09 de julho de 2026
Geral

Promotor analisa ingressar com ação pública contra DRE

Cinthia Milanez e Tisa Moraes
| Tempo de leitura: 3 min

Malavolta Jr.
Nessa quinta-feira (4) à tarde, pais de alunos e membros da Associação dos Moradores do Núcleo Geisel se reuniram com o promotor Lucas Pimentel de Oliveira para discutir o impasse da transferência

Em reunião realizada na tarde dessa quinta-feira (4) com pais de alunos e membros da Associação dos Moradores do Núcleo Geisel, o promotor Lucas Pimentel de Oliveira cogitou a possibilidade de ingressar com uma ação civil pública contra a Diretoria Regional de Ensino (DRE) de Bauru por danos coletivos. Ele acredita que os 710 alunos da Escola Estadual Professor Alves Brizola tiveram seus direitos lesados, porque estão sem aulas até agora.

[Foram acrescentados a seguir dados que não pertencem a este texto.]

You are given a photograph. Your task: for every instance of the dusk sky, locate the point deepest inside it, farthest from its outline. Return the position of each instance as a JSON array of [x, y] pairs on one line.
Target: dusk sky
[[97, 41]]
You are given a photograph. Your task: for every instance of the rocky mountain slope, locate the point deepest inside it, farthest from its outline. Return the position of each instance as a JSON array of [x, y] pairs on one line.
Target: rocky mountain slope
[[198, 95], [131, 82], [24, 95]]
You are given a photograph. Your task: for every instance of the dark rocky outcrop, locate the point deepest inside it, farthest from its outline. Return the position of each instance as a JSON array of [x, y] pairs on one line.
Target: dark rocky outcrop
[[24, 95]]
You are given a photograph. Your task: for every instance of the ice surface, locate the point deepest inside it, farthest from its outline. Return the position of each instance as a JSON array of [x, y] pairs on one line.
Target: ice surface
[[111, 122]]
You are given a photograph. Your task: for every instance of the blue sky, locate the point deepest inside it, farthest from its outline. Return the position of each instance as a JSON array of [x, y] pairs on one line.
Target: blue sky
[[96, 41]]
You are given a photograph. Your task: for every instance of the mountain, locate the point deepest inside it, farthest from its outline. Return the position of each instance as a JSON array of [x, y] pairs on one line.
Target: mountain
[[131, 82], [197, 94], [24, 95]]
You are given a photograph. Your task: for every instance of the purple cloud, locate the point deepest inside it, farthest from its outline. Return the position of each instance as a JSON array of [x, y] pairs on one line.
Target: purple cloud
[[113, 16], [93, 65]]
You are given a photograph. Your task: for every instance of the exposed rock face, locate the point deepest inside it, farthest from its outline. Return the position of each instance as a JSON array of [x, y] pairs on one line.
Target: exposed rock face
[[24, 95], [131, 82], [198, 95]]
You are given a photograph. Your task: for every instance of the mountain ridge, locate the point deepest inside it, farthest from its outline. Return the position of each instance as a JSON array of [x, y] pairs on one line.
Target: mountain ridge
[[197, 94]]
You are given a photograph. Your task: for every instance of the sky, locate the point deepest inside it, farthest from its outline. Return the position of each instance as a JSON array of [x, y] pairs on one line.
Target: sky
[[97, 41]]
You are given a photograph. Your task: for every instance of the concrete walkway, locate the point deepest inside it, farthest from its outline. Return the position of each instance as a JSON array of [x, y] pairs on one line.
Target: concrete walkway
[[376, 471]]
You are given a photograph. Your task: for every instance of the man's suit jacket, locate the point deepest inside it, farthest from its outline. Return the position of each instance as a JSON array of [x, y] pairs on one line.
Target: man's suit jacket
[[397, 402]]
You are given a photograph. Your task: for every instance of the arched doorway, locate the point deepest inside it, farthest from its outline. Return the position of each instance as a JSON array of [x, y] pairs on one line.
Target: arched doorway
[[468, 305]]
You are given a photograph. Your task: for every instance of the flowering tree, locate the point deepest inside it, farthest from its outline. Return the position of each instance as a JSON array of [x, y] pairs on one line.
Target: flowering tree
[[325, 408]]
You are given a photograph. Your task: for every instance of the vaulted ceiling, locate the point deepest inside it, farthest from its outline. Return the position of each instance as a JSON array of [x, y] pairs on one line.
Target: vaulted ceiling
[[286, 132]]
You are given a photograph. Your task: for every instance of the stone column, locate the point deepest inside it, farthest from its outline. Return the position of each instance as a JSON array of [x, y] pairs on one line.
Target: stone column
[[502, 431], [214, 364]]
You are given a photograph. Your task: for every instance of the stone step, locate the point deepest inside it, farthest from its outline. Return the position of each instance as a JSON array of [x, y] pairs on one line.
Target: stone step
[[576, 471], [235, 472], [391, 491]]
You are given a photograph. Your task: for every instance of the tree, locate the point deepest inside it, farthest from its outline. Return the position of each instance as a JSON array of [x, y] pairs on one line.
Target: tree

Conforme o JC vem noticiando, a saída dos estudantes foi necessária porque a instituição, localizada no Geisel, teve de ser interditada por tempo indeterminado, devido a rachaduras, que comprometeram a estrutura do prédio. Na última quarta-feira (3), a dirigente regional de ensino, Gina Sanchez, definiu que as 13 turmas do ensino médio serão remanejadas para o Centro Estadual de Educação de Jovens e Adultos (Ceeja) e para salas da DRE, ambos na Vila Falcão.

Já as dez turmas do 6.º ao 9.º ano do ensino fundamental serão transferidas para a Escola Estadual Ernesto Monte. A previsão era de que as aulas tivessem início, no mais tardar, no próximo dia 15. A decisão desagradou pais, alunos e membros da Associação dos Moradores do Núcleo Geisel.

REUNIÃO

Para tentar buscar novas soluções ao impasse, a entidade se reuniu, nessa quinta-feira (4), com o promotor Lucas Pimentel de Oliveira. O vereador Sandro Bussola (PDT) também estava presente no encontro. Segundo ele, ainda não há um processo de licitação em aberto para a reforma do prédio. Por isso, há receio dos alunos em deixar a escola.

O promotor, por sua vez, ficou de analisar a possibilidade de ingressar com uma ação civil pública contra a DRE por danos coletivos. “O dano moral está configurado, já que os alunos estão sem aulas por conta da reforma, que deveria ter sido feita há dois anos e, talvez, naquela época, o serviço não exigisse a interdição do prédio”, argumenta.

Ainda segundo o promotor, o objetivo, agora, será marcar uma reunião com Gina Sanchez, pais de alunos e moradores do Geisel até, no máximo, a próxima segunda-feira para que todos cheguem a um acordo. Caso isso não ocorra, os estudantes cogitam a ocupação do prédio.

Propostas

Na reunião dessa quinta-feira (4), os pais dos alunos e os membros da Associação dos Moradores do Geisel levaram três propostas ao Ministério Público (MP), que serão apresentadas à DRE. Mãe de três alunos da Brizola, Luciana Mendes Zorzella da Silva afirma que uma das ideias é utilizar as salas de aula da Unesp, que também fica no Geisel, até o final do ano letivo.

Outra proposta é usar o prédio onde funcionava a antiga Oficina Cultural ou, ainda, fazer com que cada aluno seja matriculado na escola mais próxima de sua casa, também até o final do ano letivo. “Além disso, queremos que a DRE determine um prazo para o início e o fim das obras”, acrescenta Luciana.

Os pais são contra a definição da DRE, porque as escolas que receberão os alunos ficam longe do bairro onde moram. “Eles terão de acordar mais cedo e chegar mais tarde. Alguns adolescentes estudam de manhã e trabalham à tarde. Portanto, não dá para atrasar”, diz. Segundo Luciana, os pais vão se reunir, novamente, em frente à escola, hoje, às 18h30.

Outro lado

Em nota, a assessoria de imprensa da Secretaria de Educação do Estado de São Paulo, através da Fundação para o Desenvolvimento da Educação (FDE), esclarece que, após análise técnica do prédio da escola, foi constatada a necessidade de interdição da unidade, com o intuito de garantir a integridade física de seus estudantes e funcionários.

Segundo o órgão, as obras estão em fase de projeto. Além disso, “a DRE garante transporte para todos os alunos que serão transferidos para duas unidades de ensino da região (...). As aulas serão retomadas neste mês, já nos novos endereços. O replanejamento escolar será refeito e o conteúdo pedagógico dos últimos dias, reposto”.